Thursday, March 21, 2013

Bloomberg: There Can Be No Independent Monitor Of The NYPD

Because the king and his army must not be accountable to anybody:

Mayor Bloomberg blasted a plan to create an inspector general to monitor the NYPD as an election year ploy that will be disastrous for public safety.

City Council Speaker Christine Quinn backed the proposal Tuesday, calling for an office within the city Department of Investigation that could subpoena police officials and documents.

Quinn is hoping to secure the mayor’s endorsement in her run for City Hall this year — but Bloomberg called the bill the latest in a pattern of politically-motivated attacks on the NYPD that could plunge New York back into the bad old days.

“We cannot afford to play election year politics with the safety of our city, and we cannot afford to roll back the progress of the past 20 years,” he said. “This bill jeopardizes that progress and will put the lives of New Yorkers and our police officers at risk.”
He said an inspector general with the power to oversee policy would undermine the police commissioner’s authority.

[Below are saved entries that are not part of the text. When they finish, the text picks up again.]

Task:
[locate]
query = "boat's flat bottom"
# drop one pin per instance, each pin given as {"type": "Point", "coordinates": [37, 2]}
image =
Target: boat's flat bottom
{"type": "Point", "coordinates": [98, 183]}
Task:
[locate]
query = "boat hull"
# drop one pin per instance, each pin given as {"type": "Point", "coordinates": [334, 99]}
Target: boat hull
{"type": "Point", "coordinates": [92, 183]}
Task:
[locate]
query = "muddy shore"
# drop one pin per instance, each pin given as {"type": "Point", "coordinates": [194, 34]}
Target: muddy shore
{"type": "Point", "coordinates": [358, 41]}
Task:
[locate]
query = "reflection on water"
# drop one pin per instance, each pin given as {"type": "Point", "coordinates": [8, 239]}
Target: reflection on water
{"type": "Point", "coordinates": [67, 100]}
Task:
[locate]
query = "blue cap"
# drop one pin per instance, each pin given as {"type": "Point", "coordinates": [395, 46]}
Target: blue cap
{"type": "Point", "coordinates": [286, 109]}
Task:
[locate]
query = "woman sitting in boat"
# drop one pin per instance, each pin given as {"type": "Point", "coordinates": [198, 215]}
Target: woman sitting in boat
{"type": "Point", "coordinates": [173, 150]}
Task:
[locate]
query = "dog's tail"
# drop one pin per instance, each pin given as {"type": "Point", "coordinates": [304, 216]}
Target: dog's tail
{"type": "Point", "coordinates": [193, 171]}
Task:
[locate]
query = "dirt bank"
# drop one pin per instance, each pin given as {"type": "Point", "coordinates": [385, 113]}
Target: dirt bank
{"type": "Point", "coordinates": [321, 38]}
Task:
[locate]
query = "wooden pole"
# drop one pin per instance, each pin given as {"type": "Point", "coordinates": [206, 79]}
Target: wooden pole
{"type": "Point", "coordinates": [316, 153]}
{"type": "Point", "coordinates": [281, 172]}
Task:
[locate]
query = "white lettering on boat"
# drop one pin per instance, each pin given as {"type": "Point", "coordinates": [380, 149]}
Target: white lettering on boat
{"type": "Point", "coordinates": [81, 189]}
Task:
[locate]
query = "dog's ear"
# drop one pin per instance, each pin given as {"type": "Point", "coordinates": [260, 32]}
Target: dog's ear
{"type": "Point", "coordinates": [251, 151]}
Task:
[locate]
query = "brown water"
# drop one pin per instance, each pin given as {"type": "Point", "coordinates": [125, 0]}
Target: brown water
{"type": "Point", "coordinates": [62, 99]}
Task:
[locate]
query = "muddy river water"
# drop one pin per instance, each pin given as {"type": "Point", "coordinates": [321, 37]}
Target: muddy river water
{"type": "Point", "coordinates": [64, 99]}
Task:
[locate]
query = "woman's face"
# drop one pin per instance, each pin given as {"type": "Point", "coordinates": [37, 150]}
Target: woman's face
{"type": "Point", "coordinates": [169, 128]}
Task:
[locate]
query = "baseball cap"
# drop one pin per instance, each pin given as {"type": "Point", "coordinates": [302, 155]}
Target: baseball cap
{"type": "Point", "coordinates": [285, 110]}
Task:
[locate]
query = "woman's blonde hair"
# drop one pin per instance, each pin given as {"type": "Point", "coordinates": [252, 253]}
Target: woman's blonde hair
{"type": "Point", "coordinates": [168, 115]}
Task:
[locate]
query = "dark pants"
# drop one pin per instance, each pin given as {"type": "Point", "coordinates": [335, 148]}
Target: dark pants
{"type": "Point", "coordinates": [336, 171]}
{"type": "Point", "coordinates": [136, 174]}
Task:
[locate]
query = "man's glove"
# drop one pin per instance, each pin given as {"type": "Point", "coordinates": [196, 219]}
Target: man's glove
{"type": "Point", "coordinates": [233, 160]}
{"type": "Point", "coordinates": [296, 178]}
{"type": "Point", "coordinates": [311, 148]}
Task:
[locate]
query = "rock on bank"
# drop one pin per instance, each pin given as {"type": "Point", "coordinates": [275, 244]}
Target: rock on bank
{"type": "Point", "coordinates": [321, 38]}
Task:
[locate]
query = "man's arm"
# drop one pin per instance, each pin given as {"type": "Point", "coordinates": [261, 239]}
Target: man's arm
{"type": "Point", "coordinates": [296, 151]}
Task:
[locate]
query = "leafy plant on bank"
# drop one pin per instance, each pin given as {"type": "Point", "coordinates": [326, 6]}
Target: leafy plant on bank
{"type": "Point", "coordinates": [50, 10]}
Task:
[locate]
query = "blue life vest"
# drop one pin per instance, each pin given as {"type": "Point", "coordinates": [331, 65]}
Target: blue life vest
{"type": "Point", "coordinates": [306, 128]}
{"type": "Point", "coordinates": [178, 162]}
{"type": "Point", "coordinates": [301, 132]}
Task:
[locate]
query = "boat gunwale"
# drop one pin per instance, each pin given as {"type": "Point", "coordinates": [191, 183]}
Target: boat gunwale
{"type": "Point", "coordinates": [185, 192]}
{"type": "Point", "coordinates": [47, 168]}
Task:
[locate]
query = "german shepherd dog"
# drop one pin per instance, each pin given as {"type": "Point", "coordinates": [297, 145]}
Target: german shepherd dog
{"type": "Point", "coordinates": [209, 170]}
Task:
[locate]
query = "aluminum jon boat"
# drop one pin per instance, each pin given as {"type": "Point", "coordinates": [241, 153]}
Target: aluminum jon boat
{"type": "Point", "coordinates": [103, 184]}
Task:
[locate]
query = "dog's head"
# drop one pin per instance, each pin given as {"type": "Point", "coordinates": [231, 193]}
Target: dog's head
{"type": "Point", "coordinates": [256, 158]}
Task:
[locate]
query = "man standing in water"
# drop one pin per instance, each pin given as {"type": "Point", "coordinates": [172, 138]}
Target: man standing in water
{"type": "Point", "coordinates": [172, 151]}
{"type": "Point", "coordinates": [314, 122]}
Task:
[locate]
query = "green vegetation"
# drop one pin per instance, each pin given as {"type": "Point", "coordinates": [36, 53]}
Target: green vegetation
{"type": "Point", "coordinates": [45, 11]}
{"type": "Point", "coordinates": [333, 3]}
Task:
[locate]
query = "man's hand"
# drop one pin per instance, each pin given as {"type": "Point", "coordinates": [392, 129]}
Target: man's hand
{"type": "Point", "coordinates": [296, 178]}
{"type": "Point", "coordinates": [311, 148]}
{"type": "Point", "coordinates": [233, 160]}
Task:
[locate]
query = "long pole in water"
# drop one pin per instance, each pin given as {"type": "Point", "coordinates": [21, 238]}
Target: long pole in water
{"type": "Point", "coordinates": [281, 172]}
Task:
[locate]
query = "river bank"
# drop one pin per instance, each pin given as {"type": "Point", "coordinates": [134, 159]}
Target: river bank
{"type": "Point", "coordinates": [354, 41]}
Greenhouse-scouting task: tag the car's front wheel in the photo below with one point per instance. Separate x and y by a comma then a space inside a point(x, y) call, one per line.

“I don’t think any rational person would say we need two competing police commissioners,” he said. “That kind of breakdown in the chain of command would be disastrous for public safety.”

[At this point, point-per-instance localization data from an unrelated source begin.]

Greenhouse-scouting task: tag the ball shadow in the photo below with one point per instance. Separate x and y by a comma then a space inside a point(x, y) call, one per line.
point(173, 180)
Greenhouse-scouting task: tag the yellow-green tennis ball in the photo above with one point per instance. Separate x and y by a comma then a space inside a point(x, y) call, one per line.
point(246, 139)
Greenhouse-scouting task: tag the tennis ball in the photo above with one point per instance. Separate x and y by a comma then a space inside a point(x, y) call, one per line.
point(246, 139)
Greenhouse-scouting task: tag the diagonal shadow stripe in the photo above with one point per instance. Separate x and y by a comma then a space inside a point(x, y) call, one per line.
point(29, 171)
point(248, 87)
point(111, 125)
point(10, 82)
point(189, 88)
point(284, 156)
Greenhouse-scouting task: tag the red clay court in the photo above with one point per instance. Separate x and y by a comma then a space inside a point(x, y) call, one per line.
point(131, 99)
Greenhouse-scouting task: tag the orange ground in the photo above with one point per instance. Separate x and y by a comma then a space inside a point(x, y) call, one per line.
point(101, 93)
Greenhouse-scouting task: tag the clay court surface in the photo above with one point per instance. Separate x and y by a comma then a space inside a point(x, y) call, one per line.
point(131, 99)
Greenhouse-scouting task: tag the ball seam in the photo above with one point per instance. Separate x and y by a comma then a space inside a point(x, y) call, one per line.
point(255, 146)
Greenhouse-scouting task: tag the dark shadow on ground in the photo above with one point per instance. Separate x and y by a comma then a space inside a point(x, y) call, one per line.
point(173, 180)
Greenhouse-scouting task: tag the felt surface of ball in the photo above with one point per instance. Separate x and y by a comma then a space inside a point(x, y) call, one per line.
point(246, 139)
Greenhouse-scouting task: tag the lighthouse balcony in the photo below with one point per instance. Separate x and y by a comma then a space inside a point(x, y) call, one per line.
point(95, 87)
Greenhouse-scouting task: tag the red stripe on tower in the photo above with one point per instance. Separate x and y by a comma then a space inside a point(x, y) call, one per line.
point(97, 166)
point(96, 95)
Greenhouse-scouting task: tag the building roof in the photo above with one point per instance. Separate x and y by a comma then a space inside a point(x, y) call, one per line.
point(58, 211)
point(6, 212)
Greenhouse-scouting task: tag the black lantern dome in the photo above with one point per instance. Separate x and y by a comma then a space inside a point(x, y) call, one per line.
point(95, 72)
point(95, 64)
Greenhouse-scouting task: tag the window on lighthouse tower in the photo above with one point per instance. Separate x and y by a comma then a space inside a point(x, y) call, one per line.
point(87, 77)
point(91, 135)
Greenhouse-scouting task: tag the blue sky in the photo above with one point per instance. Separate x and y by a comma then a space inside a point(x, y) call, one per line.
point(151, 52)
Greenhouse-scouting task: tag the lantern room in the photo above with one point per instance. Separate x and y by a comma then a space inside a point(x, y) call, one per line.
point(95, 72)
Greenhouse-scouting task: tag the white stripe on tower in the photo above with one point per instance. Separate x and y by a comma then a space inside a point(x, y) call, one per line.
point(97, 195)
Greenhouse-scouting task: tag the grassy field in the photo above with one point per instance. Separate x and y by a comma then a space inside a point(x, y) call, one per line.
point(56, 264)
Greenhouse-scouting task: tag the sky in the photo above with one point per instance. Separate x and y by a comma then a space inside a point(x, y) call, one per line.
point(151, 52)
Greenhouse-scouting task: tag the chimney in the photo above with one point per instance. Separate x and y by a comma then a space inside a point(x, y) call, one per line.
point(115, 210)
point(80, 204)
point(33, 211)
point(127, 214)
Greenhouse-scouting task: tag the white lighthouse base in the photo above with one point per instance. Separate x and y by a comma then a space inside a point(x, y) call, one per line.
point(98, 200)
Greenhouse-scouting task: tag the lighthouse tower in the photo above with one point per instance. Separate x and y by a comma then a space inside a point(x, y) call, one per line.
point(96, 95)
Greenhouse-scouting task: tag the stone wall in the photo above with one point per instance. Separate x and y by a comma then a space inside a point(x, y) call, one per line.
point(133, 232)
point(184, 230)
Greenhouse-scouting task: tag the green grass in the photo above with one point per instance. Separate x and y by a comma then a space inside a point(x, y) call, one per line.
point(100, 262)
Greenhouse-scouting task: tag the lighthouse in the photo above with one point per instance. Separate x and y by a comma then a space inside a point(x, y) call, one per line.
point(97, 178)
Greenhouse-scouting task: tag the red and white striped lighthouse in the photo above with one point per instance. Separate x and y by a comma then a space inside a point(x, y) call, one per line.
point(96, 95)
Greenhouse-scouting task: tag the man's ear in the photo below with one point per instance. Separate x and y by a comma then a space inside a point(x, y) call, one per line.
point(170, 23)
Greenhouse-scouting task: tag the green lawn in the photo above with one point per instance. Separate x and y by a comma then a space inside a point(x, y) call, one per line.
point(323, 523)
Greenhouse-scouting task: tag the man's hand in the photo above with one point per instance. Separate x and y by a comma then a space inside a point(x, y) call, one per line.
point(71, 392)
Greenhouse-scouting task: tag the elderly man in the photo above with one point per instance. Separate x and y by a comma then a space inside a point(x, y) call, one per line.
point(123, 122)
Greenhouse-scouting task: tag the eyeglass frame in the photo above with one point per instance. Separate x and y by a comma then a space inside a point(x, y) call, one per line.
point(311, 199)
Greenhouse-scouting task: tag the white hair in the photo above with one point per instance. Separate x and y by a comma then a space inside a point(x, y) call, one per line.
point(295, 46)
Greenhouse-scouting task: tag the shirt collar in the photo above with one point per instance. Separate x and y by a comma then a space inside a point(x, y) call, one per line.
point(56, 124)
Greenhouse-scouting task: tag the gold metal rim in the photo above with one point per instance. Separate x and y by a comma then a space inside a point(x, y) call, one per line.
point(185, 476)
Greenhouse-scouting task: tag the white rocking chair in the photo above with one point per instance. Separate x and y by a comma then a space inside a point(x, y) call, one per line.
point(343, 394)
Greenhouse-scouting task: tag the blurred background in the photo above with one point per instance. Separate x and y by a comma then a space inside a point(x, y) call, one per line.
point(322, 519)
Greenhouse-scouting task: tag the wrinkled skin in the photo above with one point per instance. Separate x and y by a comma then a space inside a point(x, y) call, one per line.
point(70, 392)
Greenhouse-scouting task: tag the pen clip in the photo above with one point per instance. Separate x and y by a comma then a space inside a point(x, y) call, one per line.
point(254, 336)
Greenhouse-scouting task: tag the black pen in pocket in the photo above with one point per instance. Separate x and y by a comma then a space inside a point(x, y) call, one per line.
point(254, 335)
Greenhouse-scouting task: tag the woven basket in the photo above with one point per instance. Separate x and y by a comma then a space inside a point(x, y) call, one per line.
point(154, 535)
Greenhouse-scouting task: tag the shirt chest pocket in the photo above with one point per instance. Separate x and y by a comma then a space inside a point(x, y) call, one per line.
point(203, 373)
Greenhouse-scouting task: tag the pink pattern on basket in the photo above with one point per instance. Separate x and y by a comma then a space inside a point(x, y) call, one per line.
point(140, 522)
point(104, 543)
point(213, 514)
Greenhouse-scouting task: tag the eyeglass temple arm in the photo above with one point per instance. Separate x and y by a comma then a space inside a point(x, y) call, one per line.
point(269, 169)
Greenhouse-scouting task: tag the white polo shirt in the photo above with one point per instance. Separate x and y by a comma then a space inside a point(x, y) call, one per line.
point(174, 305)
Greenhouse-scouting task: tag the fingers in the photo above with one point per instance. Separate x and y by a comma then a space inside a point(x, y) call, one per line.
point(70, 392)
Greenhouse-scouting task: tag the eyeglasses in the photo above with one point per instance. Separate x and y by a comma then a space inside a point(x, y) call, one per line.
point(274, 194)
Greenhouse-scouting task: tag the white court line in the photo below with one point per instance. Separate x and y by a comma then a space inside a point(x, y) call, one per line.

Actually the point isn't to have two competing commissioners.
 
It's to have the currently unaccountable police commissioner who runs the police department like a paramilitary force and brags about having missiles to shoot down planes in the sky be called to account.
 
 
There is now such an avalanche of scandal descending on the NYPD that even Kelly is threatened by it, depicted in a front-page New York Times story last week, and editorial this week, as an institutional captive of the department unable to independently investigate all the terrible things its members do. That recent list includes allegations, some already proven, of drug-planting, ticket-fixing, Muslim-spying, gunrunning, pepper-spraying, and “frying another nigger,” with the Times insisting that many of these revelations were uncovered by everyone but Kelly’s Internal Affairs Bureau, mostly because it’s too internal. In fact, the one scam IAB did help probe, the indictment of 16 cops for killing parking tickets and other favors, was compromised by an IAB lieutenant heard on one tape tipping off the perpetrators.

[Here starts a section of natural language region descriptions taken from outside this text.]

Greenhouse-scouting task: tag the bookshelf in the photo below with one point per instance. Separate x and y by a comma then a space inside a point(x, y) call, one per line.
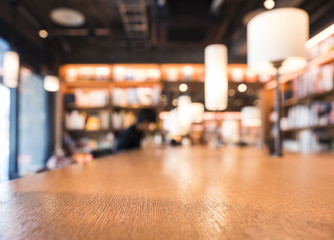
point(307, 122)
point(100, 100)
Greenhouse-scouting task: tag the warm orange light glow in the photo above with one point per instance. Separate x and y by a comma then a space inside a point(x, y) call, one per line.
point(320, 37)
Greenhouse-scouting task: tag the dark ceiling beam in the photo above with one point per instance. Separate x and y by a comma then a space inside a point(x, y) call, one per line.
point(100, 11)
point(320, 12)
point(227, 21)
point(215, 6)
point(18, 23)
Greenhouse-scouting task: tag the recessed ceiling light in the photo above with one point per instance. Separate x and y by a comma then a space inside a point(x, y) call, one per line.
point(242, 87)
point(67, 17)
point(43, 33)
point(269, 4)
point(231, 92)
point(183, 87)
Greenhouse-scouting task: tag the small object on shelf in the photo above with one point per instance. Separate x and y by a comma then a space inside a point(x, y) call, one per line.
point(93, 124)
point(92, 98)
point(75, 120)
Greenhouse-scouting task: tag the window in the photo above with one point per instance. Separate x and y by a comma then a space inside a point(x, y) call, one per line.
point(33, 123)
point(4, 119)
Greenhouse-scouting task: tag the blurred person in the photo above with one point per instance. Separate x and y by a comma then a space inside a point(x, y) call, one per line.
point(131, 137)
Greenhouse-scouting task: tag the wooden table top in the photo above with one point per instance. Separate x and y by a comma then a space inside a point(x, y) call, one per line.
point(175, 193)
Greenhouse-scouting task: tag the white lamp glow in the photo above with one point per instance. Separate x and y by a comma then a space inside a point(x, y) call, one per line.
point(51, 83)
point(275, 44)
point(184, 113)
point(277, 35)
point(11, 65)
point(197, 112)
point(216, 85)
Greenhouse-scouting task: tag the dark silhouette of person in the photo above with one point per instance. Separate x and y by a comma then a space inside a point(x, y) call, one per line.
point(131, 137)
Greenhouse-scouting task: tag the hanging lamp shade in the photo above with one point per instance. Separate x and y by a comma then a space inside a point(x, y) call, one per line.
point(11, 67)
point(51, 83)
point(216, 86)
point(277, 35)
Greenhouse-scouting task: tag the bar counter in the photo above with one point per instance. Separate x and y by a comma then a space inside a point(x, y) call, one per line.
point(175, 193)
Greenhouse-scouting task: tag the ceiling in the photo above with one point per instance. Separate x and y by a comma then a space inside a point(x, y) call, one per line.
point(157, 31)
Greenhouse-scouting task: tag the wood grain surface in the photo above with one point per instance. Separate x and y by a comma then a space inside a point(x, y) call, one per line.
point(175, 193)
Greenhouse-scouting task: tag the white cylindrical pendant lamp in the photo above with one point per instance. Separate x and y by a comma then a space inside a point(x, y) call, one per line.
point(11, 65)
point(184, 113)
point(216, 86)
point(251, 116)
point(51, 83)
point(277, 35)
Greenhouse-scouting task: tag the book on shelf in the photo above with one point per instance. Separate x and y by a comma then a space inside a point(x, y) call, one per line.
point(319, 113)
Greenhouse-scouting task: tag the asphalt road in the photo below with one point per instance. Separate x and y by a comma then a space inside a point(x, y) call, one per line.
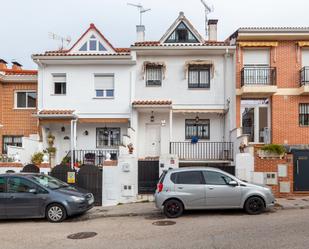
point(224, 229)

Barrett doesn't blame Kelly for these messes, he says the NYPD may be "a force unto itself, untamable, as dark sometimes as the streets it patrols...Could anyone do a better job of containing these excesses and outrages than Kelly has?"
 
I don't buy Barrett's argument.
 
If the NYPD is a "force unto itself", barely controllable, untamable, as dark as the streets it patrols - then maybe it's time for somebody outside the department who is independent of the department to police it.
 
Clearly Ray Kelly is not up to the task.  
 
Just ask the families of all the people of color shot by NYPD cops, ask the Occupy protesters bludgeoned by the NYPD whiteshirts, ask the victims of NYPD drug-planting in Queens, ask the people spied upon by Ray Kelly's CIA within the NYPD.
 
If any department in King Bloomberg's government needs an outside independent watchdog, it is certainly the NYPD.
 
No wonder Bloomberg doesn't want one.
 
For Bloomberg, accountability is for the little people, not for the mayor or his police commissioner.